Multiple animal models have demonstrated that injury depth is an important factor for the development of SGS [73, 74]. In vivo studies have demonstrated that injuries to the mucosa and submucosa typically result in normal healing, whereas injuries that reach the underlying lamina propria, perichondrium or cartilage are more likely to advance to stenosis [72, 75, 76]. Deeper trauma activates fibroblasts of the lamina propria. These fibroblasts typically play a vital role as the resident mesenchymal cells beneath the epithelium. They coordinate much of the communication between epithelial and inflammatory cells and play a critical homeostatic role upon injury [77]. Lamina propria fibroblasts can demonstrate a spatial relationship, and disturbance of fibroblast: fibroblast interactions, as occurs during deep tissue injury, are involved in regulation of inflammatory cell recruitment and activation [78]. Thickening of the lamina propria has been associated with PI-SGS [79].
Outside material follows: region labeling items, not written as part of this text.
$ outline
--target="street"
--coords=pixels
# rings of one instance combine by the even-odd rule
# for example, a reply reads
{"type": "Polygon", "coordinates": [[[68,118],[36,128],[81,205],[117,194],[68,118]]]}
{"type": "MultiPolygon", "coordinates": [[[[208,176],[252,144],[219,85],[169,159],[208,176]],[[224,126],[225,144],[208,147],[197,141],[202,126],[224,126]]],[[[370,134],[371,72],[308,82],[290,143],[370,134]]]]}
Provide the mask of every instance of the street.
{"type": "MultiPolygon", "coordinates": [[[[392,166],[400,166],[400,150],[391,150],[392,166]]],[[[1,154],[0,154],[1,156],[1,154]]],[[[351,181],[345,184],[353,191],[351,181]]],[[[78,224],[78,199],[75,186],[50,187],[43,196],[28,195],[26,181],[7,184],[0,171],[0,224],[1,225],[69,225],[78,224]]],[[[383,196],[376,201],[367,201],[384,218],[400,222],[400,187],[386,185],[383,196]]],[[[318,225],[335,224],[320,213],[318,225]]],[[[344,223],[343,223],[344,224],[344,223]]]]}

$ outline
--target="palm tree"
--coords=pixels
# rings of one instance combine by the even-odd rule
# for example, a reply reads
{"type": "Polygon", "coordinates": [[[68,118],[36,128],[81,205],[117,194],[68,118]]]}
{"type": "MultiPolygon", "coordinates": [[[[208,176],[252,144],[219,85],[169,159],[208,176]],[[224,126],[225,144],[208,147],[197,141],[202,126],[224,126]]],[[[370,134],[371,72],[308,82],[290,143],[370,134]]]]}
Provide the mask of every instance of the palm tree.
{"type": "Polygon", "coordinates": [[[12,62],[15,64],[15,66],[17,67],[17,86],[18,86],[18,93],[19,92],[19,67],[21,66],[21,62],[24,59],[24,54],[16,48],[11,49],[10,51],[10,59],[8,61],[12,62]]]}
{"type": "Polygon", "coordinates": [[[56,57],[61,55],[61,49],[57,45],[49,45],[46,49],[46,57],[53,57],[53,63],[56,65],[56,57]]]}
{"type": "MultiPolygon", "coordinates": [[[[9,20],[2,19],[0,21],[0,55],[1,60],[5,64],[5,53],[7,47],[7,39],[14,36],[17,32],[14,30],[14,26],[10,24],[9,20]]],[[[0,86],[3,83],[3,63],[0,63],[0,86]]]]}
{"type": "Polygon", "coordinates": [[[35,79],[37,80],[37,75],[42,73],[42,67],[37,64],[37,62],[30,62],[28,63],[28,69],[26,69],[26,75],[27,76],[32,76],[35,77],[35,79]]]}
The resident lamina propria fibroblasts produce large quantities of collagen and inflammatory cytokines, including TGF-β. In the bronchial airway, it has been demonstrated that they synthesise less collagenase, thereby decreasing collagen degradation [80]. However, it has yet to be determined if this is the same for the laryngeal airway.

The subglottis is the narrowest region of the upper airway and prolonged intubation can induce prolonged inflammation and prolonged contact with a rigid cannula can add the force of mechanical stiffness on the local tissue [81]. In experimental models of mucosal fibrosis, stiffness led to increased proliferation, decreased MMP expression and enhanced myofibroblast differentiation resulting in the adoption of a profibrotic phenotype by fibroblasts [82]. In addition, chronic inflammation has been associated with dysregulated tissue remodelling and profibrotic responses in multiple mucosal tissues [83].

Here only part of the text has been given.